Microsoft has introduced a new term: PUA or Potential Unwanted Application or Potentially Unwanted Application. The definition of this very PNSP is quite general, but we all understand what the company is hinting at. Applications that use the technology of inserting advertising banners, software that spreads as a “supplement” to conventional software, as well as software “aggressively offering to pay for services with signs of fraud” may be subject to blocking. As we all know, the line between more or less legitimate programs using such tactics and completely illegitimate ones - for example, fake antivirus programs, is very thin.


We have found and deleted something from you.

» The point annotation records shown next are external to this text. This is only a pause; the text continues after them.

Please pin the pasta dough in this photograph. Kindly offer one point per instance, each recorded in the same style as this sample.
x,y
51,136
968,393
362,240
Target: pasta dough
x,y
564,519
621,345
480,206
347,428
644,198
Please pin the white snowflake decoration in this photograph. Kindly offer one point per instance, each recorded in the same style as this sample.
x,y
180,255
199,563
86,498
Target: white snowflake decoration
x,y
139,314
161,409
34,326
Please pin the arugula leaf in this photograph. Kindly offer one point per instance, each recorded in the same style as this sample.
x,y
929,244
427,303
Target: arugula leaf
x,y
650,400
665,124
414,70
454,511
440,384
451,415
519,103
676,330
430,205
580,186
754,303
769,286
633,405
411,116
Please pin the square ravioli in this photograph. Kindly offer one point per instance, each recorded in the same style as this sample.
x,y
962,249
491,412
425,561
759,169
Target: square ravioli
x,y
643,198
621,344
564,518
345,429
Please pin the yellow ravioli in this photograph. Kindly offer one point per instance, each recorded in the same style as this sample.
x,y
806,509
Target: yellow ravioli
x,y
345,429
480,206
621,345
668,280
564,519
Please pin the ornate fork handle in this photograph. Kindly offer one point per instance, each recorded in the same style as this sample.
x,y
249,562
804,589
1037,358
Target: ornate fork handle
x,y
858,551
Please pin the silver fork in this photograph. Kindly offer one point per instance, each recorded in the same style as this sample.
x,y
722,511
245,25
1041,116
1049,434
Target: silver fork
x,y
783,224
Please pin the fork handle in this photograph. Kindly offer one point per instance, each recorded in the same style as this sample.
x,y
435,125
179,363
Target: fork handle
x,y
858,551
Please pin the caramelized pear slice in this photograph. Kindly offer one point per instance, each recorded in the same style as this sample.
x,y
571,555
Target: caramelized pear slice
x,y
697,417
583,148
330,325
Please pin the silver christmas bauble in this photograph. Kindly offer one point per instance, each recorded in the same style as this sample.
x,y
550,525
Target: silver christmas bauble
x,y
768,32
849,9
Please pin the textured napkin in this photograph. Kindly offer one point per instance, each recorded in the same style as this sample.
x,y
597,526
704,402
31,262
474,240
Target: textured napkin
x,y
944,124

Therefore, the service for deleting or blocking PNSP will be provided only to corporate users, and not to all at once. The service has been turned off, as any such blocking can lead to false positives. Perhaps the feature will help make the company a bit safer, although a really working system still implies a ban on everything that is not allowed.

What else happened:
A legal collision in a US court led to the disclosure of what the FBI calls the National Security Letter, and companies usually call it a “gag order” when the intelligence services ask for information about the user while keeping the disclosure secret. Many companies have consistently opposed this tactic, and even came up with a way to bypass secrecy: first we post a statement on the site that we did not provide information to the secret services in secret, and if such a case happens, we remove the statement. There are a lot of discussions on privacy issues, but not a single gram of technology.

In China, found another APT, merging data victims through Dropbox.

Antiquities:
Darth Family

Resident very dangerous viruses, infect .COM files when they are written to them (int 21h, ah = 40h). They are written to the beginning of the file without saving its old contents. Embedded in the DOS segment. Replace the address of the function 40h in the table of functions of the interrupt 21h. Contain the text "Darth Vader".

Quote from the book "Computer viruses in MS-DOS" Eugene Kaspersky. 1992 Page 28.


Image credit: Stefano Buttafoco / Shutterstock.com

Although something in this world does not change, and it is perhaps even pleasant. May the force be with you!

Disclaimer: This column reflects only the personal opinion of its author. It may coincide with the position of Kaspersky Lab, or it may not coincide. Then how lucky.